We recommend researchers to perform calibration experiments for generating “the sensitivity vs. slice thickness” relationship prior to real experiments as described in Pseudocode 2. The relationship would reveal the optimal slice thickness values as shown in Fig. 10. The calibration experiment can be performed by sectioning the test tissue with a small slice thickness. Section-and-image simulation is then applied to the data to generate the relationship between different values of slice thickness and detectability. The calibration experiments ensure that the slice thickness is optimized for different experiments where the cell brightness is varying.
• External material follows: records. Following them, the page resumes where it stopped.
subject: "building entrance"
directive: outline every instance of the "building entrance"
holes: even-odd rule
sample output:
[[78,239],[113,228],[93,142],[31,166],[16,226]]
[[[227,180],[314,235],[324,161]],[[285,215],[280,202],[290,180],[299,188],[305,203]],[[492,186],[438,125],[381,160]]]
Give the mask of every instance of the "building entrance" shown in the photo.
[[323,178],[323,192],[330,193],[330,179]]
Moreover, we reported the detectability characteristics of situations where the key assumptions did not hold (Figs. 12, 13, 14, 15, 16, 17). The simulations were to study the effects of (1) tissue inhomogeneity, (2) cell brightness variations, and (3) cell signal overlapping on the detectability as observed in the sensitivity-thickness curves (Figs. 13, 15, 17). Different situations resulted in different unique patterns in the sensitivity-thickness curves as explained in the Results section. We believe that these characteristics of the curves can be used to assess if the key assumptions hold in any experiment. In all simulations, the detection sensitivities were not at 100% even if the operator cut the sample with the optimal slice thickness [as determined by Eq. (5)]. The optimal points tend to retrace back further (toward smaller values) depending on the degree of the key assumption violation. Thus, we recommend the operator to use a smaller slice thickness to minimize the sensitivity reduction if the violation is expected. Oftentimes, researchers analyze one organ at a time instead of analyzing a sample of mixed different tissues. For example, cell/microsphere distribution in a single organ as presented in this paper. In such a case, the effect of the µT variability can be minimal because the parameter value can be estimated separately for each tissue type. Some problems, such as cell signal overlap or irregular distribution, can be solved digitally using image processing techniques. Our group30,34 as well as others7 proposed algorithms that can effectively separate two (or more) overlapping sub-surface fluorescent signals in the cryo-imaging data.

Finally, we showed that cryo-imaging technology could be used to track fluorescent cells and microspheres anywhere in the entire animal with microscopic sensitivity. In this study, datasets from two different experiments were used. These included fluorescently labeled cells in a mouse model (Fig. 4) and fluorescent microspheres in a pig heart (Fig. 5). With carefully chosen imaging parameters, cryo-imaging could yield a recovery rate (number of detections/delivery) as high as 94%. We believe that cryo-imaging could provide image data with similar recovery rates in other biological applications such as drug delivery, blood perfusion, cancer metastasis, etc.

In conclusion, we presented a model describing the relationship between the fluorescent cell detection and the slice thickness for a section-and-image cryo-imaging system. The model could be used to suggest the optimal slice thickness value that guarantees ideal detection of fluorescent cells while minimizing scan time. We also successfully validated the model using fluorescent microsphere data and fluorescently labeled stem cell data. The model also provides a correction factor to account for degraded sensitivity at suboptimal slice thickness. We recommend acquiring a thin slice calibration dataset for every scan that involves absolute quantification of fluorophore spatial distribution, thus serving as quality assurance in the case that a correction is needed. As cryo-imaging technology has been used in many biological applications, this work plays a role in increasing both experimental throughput and quality assurance, thus further advancing its usability and reliability.